The Union of Conscientiously Work-Shy Elements (Sammenslutning af Bevidst Arbejdssky Elementer) was an unusually successful frivolous political party in Denmark. It was founded in Aarhus in 1979 by a comedian, Jacob Haugaard (born 1952), and a few friends. Haugaard stood as an independent candidate in Aarhus County in each parliamentary election, until September 1994 when he was very unexpectedly elected to the Folketing with 23,253 personal votes, thereby winning a constituency seat (a locally based seat in parliament).

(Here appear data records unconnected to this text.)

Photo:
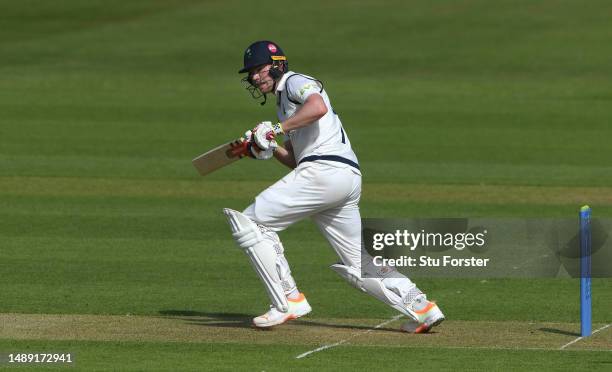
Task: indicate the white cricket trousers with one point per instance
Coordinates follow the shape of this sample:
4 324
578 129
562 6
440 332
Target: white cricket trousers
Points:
327 193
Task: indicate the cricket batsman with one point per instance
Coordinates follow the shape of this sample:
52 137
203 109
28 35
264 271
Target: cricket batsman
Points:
324 184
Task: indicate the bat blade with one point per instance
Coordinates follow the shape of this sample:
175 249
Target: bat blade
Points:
220 156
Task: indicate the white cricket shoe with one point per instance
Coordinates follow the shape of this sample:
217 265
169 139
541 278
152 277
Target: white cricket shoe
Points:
297 308
428 315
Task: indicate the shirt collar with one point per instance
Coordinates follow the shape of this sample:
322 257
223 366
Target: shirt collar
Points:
280 86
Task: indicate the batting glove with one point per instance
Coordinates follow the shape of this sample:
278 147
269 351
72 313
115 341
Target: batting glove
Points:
255 151
265 134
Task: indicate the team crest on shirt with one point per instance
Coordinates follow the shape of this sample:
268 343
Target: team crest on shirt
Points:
307 87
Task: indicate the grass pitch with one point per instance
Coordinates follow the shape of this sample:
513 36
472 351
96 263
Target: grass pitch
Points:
112 248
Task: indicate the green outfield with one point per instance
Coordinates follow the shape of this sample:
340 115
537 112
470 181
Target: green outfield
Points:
114 249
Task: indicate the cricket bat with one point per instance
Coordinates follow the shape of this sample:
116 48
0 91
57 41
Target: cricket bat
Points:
221 156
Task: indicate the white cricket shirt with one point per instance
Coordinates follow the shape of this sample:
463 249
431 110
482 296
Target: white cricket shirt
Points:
324 137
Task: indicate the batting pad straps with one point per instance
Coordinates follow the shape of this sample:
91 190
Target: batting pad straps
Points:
263 255
375 287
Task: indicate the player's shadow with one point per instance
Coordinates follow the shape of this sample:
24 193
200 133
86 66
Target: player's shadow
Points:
239 320
559 332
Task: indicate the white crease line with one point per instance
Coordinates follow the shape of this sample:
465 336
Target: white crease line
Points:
580 338
324 347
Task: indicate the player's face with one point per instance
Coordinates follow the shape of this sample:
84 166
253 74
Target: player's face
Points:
260 76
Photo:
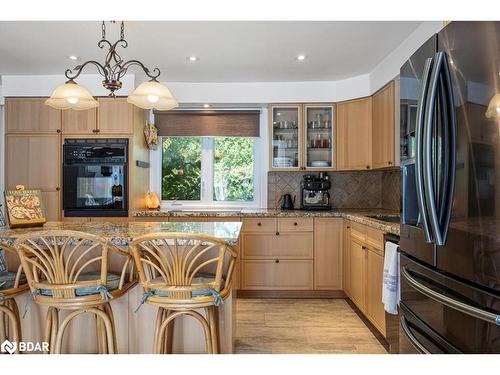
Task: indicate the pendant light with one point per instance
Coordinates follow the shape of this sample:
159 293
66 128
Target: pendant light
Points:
148 95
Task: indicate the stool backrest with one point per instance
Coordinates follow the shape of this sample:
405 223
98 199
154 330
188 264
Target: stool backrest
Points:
171 262
54 261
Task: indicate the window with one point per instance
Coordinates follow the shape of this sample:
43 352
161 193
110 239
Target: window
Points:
208 170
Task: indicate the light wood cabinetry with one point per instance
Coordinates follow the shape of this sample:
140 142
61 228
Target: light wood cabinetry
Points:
115 116
79 122
30 115
365 272
328 253
302 137
354 132
383 129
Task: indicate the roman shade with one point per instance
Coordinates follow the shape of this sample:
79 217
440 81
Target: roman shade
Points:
207 123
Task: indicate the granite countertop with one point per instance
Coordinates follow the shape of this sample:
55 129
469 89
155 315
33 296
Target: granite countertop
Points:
121 234
357 215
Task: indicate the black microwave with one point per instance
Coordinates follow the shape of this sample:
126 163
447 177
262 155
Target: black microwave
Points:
95 177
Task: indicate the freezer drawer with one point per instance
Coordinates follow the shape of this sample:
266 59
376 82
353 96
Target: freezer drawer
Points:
462 316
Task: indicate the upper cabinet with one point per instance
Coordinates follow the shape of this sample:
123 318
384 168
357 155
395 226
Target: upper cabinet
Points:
79 122
320 136
31 115
115 116
354 133
383 138
302 137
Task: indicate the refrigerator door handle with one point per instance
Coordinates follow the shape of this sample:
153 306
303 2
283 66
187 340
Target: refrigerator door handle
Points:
428 151
451 143
450 302
419 134
411 337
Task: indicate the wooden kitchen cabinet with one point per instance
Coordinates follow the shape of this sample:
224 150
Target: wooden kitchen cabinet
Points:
383 137
365 268
115 116
31 115
374 271
328 233
277 274
354 132
79 122
33 161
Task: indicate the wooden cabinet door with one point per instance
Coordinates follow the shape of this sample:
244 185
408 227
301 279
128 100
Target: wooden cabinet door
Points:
115 116
328 253
277 274
357 272
354 134
33 161
79 122
374 277
31 115
383 127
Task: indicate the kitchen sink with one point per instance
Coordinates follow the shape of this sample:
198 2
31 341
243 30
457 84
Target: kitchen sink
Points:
387 218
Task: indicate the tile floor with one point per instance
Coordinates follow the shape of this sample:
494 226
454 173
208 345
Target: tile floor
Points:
295 326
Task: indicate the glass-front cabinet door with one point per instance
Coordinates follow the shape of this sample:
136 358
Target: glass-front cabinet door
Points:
319 121
286 137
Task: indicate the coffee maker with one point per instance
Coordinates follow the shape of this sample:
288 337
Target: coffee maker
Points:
314 192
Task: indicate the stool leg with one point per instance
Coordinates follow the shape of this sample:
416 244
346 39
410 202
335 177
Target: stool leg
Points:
100 314
12 317
214 327
109 312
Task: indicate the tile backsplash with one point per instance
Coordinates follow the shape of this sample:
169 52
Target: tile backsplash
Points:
366 189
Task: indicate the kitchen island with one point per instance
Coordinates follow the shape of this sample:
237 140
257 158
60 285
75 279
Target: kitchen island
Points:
134 329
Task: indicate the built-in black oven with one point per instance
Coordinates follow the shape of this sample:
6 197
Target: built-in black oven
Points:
95 177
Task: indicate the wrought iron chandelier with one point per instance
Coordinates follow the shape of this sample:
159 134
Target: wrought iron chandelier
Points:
148 95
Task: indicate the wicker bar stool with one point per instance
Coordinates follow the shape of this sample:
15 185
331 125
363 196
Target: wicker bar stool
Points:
12 284
181 273
68 270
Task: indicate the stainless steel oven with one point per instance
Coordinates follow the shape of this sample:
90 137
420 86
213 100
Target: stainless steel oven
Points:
95 177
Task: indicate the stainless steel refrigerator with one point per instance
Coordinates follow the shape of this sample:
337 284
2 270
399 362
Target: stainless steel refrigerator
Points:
450 217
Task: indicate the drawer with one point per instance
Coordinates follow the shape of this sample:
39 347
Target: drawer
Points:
287 246
259 224
277 274
295 224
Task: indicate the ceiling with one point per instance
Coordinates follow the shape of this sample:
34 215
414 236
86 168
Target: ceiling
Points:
228 51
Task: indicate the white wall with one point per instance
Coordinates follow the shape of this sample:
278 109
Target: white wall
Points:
389 67
43 85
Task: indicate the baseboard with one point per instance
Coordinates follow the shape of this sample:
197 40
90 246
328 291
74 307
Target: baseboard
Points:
290 294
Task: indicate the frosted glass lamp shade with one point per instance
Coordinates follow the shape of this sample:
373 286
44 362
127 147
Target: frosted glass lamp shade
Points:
71 96
494 107
152 95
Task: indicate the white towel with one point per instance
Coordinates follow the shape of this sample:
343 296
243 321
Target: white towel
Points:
391 292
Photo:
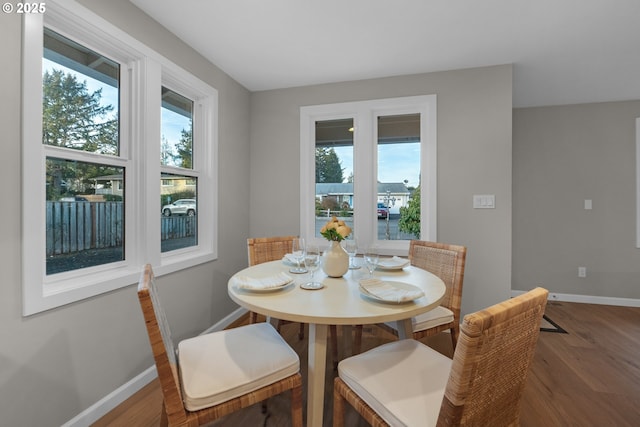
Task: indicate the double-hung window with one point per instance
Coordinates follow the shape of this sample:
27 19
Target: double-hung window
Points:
372 164
119 160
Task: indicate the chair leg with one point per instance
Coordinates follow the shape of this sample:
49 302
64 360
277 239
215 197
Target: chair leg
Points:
338 408
164 421
357 341
454 337
296 406
333 340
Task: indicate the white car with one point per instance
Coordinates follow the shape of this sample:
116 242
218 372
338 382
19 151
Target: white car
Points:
180 207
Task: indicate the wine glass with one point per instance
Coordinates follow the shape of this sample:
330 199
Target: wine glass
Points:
351 246
297 253
312 263
371 257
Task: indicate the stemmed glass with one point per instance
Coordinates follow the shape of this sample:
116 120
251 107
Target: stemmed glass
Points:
312 263
351 246
298 249
371 257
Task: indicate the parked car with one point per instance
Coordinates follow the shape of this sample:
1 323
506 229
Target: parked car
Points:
383 212
74 199
180 207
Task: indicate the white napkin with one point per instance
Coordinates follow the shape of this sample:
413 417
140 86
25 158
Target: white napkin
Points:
290 259
387 291
396 261
276 281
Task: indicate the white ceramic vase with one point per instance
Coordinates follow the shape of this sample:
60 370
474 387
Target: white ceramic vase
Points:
335 260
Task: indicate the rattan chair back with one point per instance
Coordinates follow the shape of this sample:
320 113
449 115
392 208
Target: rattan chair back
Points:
265 249
491 363
446 261
488 372
174 412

He made the following promises in the 1994 election:

- Tail winds on all cycle paths
- Better weather
- Better Christmas presents
- Less sex in school staff rooms (withdrawn during the campaign – he said it had been brought to his attention that sex in the staff room was a long-established privilege for teachers and as such could not be abolished)
- More whales in the fjord of Randers
- The right to impotence
- More Renaissance furniture in IKEA
- 8 hours of spare time, 8 hours of rest, 8 hours of sleep (a parody of a popular slogan of the eight-hour day movement: "Eight hours' labour, Eight hours' recreation, Eight hours' rest")
- Nutella in army field rations
- The placing of a public toilet in the park in Aarhus where he spent his state party funding on serving beer and sausages to his voters after each election.
- More bread for the ducks in parks

The last three promises were actually fulfilled during his term in office.

While the party had been intended as a joke, he found himself often having the deciding vote in a hung parliament, and took his duties seriously until the parliamentary election in March 1998. He then announced his retirement from politics.

== Election results ==

Map showing the share of votes Haugaard achieved in each municipality at the 1994 election.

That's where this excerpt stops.